“Buckyballs” Magnets Are Not a Toy – Keep Them Away From Young Children


Buckyballs and Buckycubes are strong, small, rare earth magnets that are marketed as desk toys for adults that are fun to fidget with and have been known to relieve stress. However, according to a press release by the U.S. Consumer Product Safety Commission (CPSC), children are swallowing these magnets, and the consequences are severe.

When the small magnets get in the hands of a child and they are swallowed, the magnets can attract to each other causing damage to the intestinal walls. The result can be serious injuries, such as small holes in the stomach and intestines, intestinal blockage, blood poisoning and even death. Surgery is most likely required to remove the magnets or small pieces of magnet.

The Los Angeles Times reported Tuesday that a 3-year-old Oregon child underwent surgery to remove 37 magnets the girl had swallowed and snapped together inside her stomach, resembling a bracelet. She is expected to recover after repair to the tears in her lower intestine and stomach. Last year, a sixth-grader in California underwent surgery after swallowing eight of the magnets.
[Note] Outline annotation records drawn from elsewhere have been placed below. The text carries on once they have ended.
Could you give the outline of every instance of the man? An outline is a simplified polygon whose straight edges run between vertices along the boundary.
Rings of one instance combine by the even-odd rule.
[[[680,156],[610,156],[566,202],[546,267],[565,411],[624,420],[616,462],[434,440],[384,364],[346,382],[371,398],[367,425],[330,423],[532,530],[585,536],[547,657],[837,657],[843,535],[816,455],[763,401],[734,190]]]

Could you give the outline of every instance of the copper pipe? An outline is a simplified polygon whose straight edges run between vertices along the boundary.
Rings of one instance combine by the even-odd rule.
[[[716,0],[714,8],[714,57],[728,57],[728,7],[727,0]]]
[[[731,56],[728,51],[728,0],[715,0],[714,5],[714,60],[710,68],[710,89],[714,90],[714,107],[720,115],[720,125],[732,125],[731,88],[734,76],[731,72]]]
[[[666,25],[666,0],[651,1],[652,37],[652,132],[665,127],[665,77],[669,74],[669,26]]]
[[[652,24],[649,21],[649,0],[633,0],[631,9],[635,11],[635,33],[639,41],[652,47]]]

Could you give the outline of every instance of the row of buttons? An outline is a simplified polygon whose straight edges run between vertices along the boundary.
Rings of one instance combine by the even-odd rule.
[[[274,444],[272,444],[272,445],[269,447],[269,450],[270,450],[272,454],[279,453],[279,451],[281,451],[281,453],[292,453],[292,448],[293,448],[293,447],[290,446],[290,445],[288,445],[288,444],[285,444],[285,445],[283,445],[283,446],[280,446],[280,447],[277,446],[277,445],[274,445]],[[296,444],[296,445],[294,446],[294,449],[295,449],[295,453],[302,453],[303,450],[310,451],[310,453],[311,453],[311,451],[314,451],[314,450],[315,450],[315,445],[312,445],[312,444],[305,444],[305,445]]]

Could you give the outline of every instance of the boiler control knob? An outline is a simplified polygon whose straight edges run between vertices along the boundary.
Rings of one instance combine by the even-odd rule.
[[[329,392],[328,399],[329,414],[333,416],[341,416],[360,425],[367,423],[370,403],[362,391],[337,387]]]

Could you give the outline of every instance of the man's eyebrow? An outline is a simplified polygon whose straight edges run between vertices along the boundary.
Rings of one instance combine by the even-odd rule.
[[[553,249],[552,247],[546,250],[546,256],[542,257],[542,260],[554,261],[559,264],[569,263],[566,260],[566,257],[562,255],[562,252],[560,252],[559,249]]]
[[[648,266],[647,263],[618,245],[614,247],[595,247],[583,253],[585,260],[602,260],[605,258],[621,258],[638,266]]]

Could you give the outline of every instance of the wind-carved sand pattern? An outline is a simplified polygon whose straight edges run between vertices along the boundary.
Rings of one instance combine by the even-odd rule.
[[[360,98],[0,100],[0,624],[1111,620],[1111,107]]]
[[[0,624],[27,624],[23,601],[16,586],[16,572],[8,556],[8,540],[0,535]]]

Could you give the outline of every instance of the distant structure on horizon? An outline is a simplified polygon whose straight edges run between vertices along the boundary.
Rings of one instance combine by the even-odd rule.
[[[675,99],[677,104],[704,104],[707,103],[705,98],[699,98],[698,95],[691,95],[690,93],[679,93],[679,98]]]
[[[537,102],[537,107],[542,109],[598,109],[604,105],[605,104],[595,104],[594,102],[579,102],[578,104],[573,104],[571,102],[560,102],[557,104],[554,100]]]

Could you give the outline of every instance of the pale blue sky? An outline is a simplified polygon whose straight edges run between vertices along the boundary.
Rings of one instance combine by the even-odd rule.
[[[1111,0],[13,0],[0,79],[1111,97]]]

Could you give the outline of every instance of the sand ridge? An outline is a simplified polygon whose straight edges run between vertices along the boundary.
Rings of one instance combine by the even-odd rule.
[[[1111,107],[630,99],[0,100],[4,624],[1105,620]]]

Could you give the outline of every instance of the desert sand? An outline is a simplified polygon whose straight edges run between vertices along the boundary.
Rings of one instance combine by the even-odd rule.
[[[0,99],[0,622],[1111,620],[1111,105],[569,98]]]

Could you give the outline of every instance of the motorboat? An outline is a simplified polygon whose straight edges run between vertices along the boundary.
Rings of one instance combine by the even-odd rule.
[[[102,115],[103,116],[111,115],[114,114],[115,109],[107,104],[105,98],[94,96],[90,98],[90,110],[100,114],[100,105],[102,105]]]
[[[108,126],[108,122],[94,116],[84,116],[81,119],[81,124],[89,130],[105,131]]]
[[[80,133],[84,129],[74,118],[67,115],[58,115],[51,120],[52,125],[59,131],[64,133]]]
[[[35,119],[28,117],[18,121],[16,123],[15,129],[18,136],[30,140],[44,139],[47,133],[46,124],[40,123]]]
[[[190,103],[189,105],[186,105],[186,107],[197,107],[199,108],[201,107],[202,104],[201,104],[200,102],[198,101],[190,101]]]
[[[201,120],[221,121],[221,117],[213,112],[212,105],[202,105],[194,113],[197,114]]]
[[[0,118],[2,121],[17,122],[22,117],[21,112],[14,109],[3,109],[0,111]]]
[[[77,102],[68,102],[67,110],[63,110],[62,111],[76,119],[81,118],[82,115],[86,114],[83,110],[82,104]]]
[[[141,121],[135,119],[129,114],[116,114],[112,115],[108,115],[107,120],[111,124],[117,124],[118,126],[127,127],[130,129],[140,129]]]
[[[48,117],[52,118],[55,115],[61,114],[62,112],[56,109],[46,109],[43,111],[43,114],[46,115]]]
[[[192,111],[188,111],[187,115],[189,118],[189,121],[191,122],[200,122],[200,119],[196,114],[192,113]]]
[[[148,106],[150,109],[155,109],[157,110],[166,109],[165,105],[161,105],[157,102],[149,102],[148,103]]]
After learning of the injuries to the 3-year-old child, the company is once again warning consumers that the magnets are not toys. The company provides a video on their website to remind its “fans and customers that Buckyballs and Buckycubes are NOT toys and are NOT for children.” The company also adds that there are five similar warnings on the boxes of the products and warnings on its website and at retailer stores where Buckyballs and Buckycubes are sold.

The Buckyballs magnets were voluntarily recalled by the company in May 2010 after the U.S. Consumer Product Safety Commission (CPSC) warned of a swallowing hazard to young children.

The CPSC reports it has received 22 incidents involving the magnets and children from June 2009 to October 2011. 17 of the incidents involved magnet ingestion and 11 required surgical removal of the magnets.

“We want parents to be aware of the danger associated with these innocent looking magnets,” said CPSC Chairman Inez Tenenbaum in the press release. “The potential for serious injury and death if multiple magnets are swallowed demands that parents and medical professionals be aware of this hidden hazard and know how to treat a child in distress..

The CPSC reports that young teens use the magnets to mimic tongue piercings, and issued a video alerting children and young teens of the dangers of swallowing the magnets. The video is made by a child and is meant to appeal to children explaining what can happen if the magnets are swallowed.

Buckyballs released the following statement on its website:
“Buckyballs was saddened to learn that a 3-year old girl in Oregon had swallowed high-powered magnets but we are relieved that she is expected to make a full recovery. This unfortunate incident underscores the fact that Buckyballs and Buckycubes are for adults. They are not toys and are not intended for children. We urge all consumers to read and comply with the warnings we place on all our products, on our website and in stores. Please keep these products out of the hands and reach of all children.”